Ольга Ивановна стояла в передней.

Перед ней, с полотенцем и очками в руках, тоже стояла незнакомая старушка. Они разговаривали так:

— Простите, я вас не знаю.

— Да и я тоже, матушка вы моя!

— Вы к Геннадию Петровичу, то-есть из Саратова?

— А вы Ольга Ивановна и есть? Глеб у вас сыночек!..

— Я, я. Простите, а она… дома?

— Дома, дома. Привезли её. А вы-то, вся как есть в снегу!

— Это ничего. Почиститься только.

— Толька? Умница он, Толечка. В милицию мигом позвонить сообразил!

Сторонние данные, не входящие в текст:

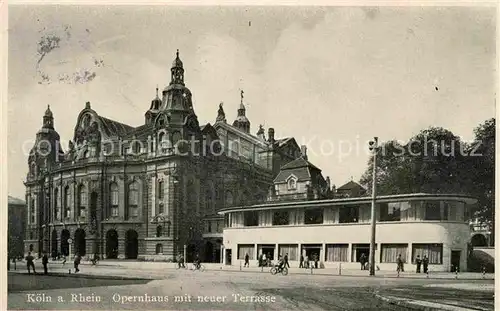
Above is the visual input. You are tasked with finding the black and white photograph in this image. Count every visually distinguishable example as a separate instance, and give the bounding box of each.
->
[0,1,498,311]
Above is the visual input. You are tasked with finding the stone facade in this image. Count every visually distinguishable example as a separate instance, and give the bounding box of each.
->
[24,53,300,261]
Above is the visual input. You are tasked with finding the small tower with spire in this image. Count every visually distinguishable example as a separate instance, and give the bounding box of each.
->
[215,102,226,123]
[233,90,250,133]
[170,49,184,85]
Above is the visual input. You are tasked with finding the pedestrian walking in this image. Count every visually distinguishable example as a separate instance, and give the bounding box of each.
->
[397,254,405,272]
[243,253,250,267]
[283,253,290,268]
[42,252,49,275]
[415,255,422,273]
[359,253,366,270]
[74,253,82,273]
[26,252,36,274]
[422,255,429,273]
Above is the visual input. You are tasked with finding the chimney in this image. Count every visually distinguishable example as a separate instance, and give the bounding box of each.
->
[267,127,274,143]
[300,145,307,160]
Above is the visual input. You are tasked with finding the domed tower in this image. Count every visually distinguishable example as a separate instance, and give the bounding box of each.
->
[28,106,64,179]
[145,87,162,124]
[233,91,250,133]
[160,50,196,125]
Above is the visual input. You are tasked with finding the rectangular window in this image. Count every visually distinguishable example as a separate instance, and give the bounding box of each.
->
[380,244,408,263]
[411,244,443,265]
[339,206,359,224]
[238,244,255,260]
[326,244,349,262]
[379,202,401,221]
[158,180,164,200]
[424,201,441,220]
[243,211,259,227]
[273,211,290,226]
[132,206,139,217]
[304,208,323,225]
[278,244,299,260]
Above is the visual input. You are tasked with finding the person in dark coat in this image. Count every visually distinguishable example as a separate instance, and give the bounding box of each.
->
[26,252,36,274]
[74,253,82,273]
[415,255,422,273]
[243,253,250,267]
[283,253,290,268]
[42,252,49,274]
[422,255,429,273]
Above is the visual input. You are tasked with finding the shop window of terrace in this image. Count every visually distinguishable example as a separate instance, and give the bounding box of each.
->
[379,203,401,221]
[380,244,408,263]
[304,208,323,225]
[243,211,259,227]
[411,243,443,265]
[339,206,359,224]
[273,211,290,226]
[424,201,448,220]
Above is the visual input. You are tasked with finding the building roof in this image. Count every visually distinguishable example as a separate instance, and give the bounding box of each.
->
[9,195,26,205]
[97,115,134,136]
[337,180,365,190]
[218,193,477,215]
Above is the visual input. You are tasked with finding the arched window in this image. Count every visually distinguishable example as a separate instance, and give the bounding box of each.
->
[128,181,139,217]
[156,226,163,238]
[54,187,61,220]
[226,191,233,207]
[77,185,87,217]
[158,180,165,200]
[64,186,70,218]
[156,243,163,255]
[109,183,118,217]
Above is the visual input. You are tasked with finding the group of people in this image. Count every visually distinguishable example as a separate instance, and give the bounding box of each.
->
[21,252,82,274]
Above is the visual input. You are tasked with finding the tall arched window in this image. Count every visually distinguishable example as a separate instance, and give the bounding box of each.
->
[128,181,139,217]
[64,186,70,218]
[156,226,163,238]
[226,191,233,207]
[109,183,118,217]
[78,185,87,217]
[54,187,61,220]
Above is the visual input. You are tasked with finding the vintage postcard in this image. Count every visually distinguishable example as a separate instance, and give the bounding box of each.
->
[4,2,497,310]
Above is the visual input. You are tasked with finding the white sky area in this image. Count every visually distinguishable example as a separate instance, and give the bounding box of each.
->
[8,5,496,198]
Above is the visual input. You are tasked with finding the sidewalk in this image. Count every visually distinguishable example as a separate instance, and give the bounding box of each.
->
[11,260,495,280]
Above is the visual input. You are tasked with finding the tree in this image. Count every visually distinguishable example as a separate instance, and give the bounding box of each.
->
[467,118,496,245]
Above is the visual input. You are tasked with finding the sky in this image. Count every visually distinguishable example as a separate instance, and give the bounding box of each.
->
[7,5,496,198]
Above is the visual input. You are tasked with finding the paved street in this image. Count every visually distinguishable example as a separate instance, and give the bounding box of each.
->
[8,265,494,310]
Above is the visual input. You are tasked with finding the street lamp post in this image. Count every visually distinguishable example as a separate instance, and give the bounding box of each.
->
[369,137,378,275]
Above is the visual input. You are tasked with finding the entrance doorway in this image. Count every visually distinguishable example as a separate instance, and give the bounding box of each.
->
[61,229,70,256]
[302,244,321,261]
[450,251,462,272]
[75,229,87,257]
[125,230,139,259]
[106,229,118,259]
[226,249,232,266]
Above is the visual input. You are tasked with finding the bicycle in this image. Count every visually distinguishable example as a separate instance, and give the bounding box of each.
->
[193,263,205,272]
[270,266,288,275]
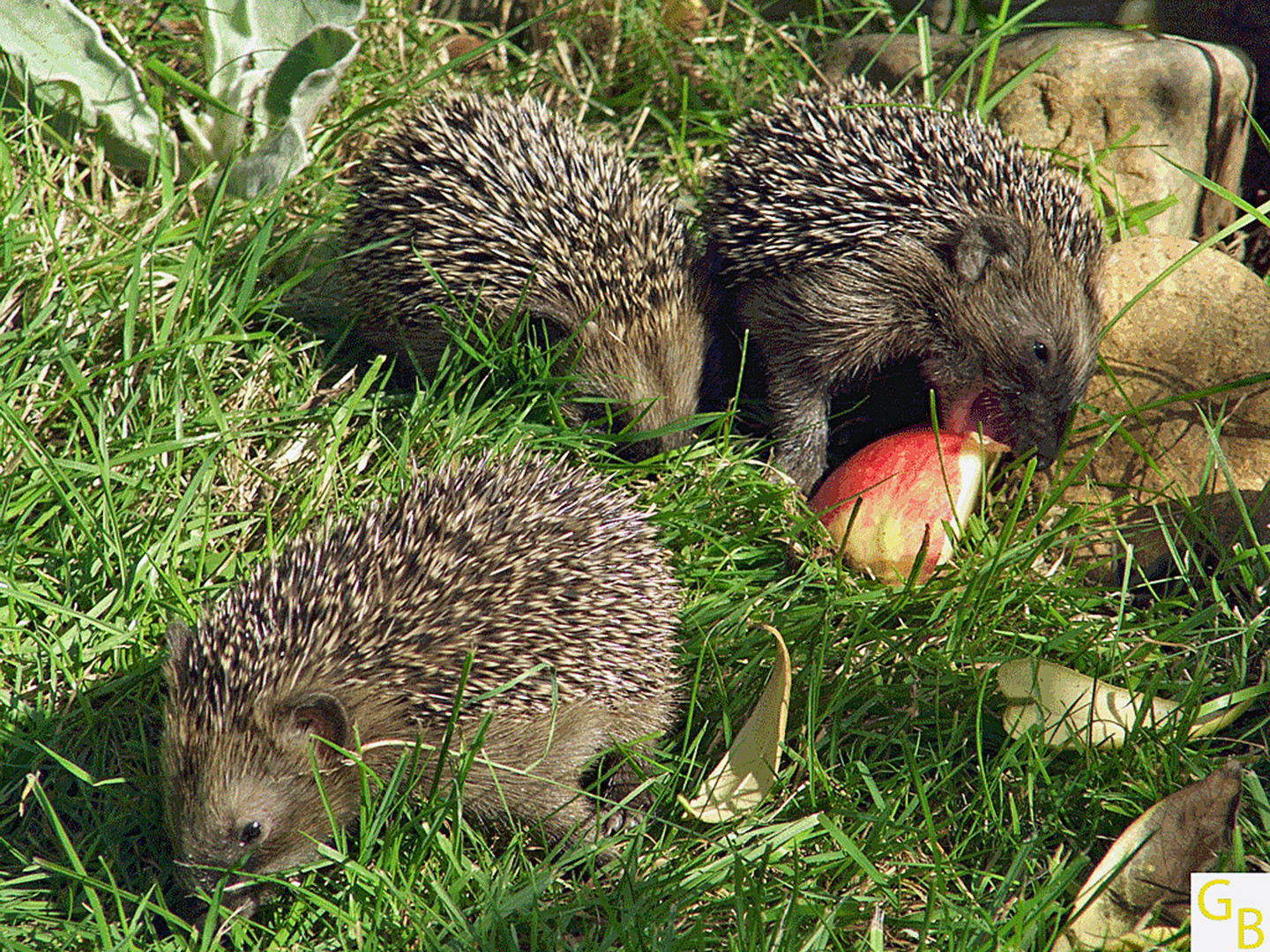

— В милицию? Но ведь Глеб и Гандзя…

— Гандзя у нас всегда послушной была, вот Люда… А ребятишки те, ме-тро-строевские, вышку чинят… Уж вы простите!

— Метростроевские?

— Они, они самые. Такие проворные! И пловунчиков этих, бог с ними совсем.

— Пловунчиков?

— Уж вы не сердитесь… За ниточку, говорит, подёргала.

— За ниточку? Ничего не понимаю!

Ольга Ивановна как была, так и села на стоящий в передней стул. А из комнаты Геннадия Петровича, куда только что пробежали Глеб с Гандзей, вышел ещё один, совершенно незнакомый, большой и очень смущённый человек в стёганке и с шапкой в руке.

И одновременно из-за скрипнувшей двери Глебкиной комнаты стали вылезать друг за дружкой мальчишки в синих куртках с блестящими пуговицами, курносые, быстроглазые, весёлые. Один держал игрушечного пловца в красной шапочке и трусах, другой пачку цветных металлических планок и плоскогубцы.

— Ребята, — прошептала Ольга Ивановна, — вы откуда? Чьи? Ох, расскажите же мне наконец!..

И тогда в передней застучали быстрые шаги, замелькали новые лица, зазвенели взволнованные и радостные голоса, и началось подробное объяснение.

А в это самое время…

В это самое время внизу, в подъезде дома, происходило следующее:

Дворник, чтобы, как он говорил, погреться, остановился докурить свою козью ножку. Вынул кисет, чиркнул и зажёг спичку и с наслаждением затянулся. И тут же выпустил её изо рта.

Парадная дверь подъезда рывком отворилась и хлопнула. На лестницу легко взбежал кто-то в белой меховой шубке, белых валенках и белой шапке с длинными, закинутыми на висящий за спиной рюкзак ушами.

— Дом двадцать первый? — спросил звонкий женский голос.

— Двадцать первый, — ответил дворник.

— Мне восемнадцатую квартиру. Сюда?

— А на третий этаж пройдите.

Вбежавшая тряхнула ушами, подтянула рюкзак и запрыгала сразу через две ступеньки.

— Ишь ты, быстроногая! — проворчал дворник. — Тоже в восемнадцатую…

Белая шубка мелькнула уже на верхней площадке, и тотчас по лестнице полетели весёлые звонки. Потом дверь восемнадцатой квартиры открылась.

— Я жена инженера Петровых, — прозвенел задорный голое. — Мои две дочки и муж сюда переехали? Ой, народу-то!.. Гандзечка, птичка моя!..

На площадке затопали, охнули, крикнули, и дворник даже зажмурился — так громко кто-то кого-то поцеловал.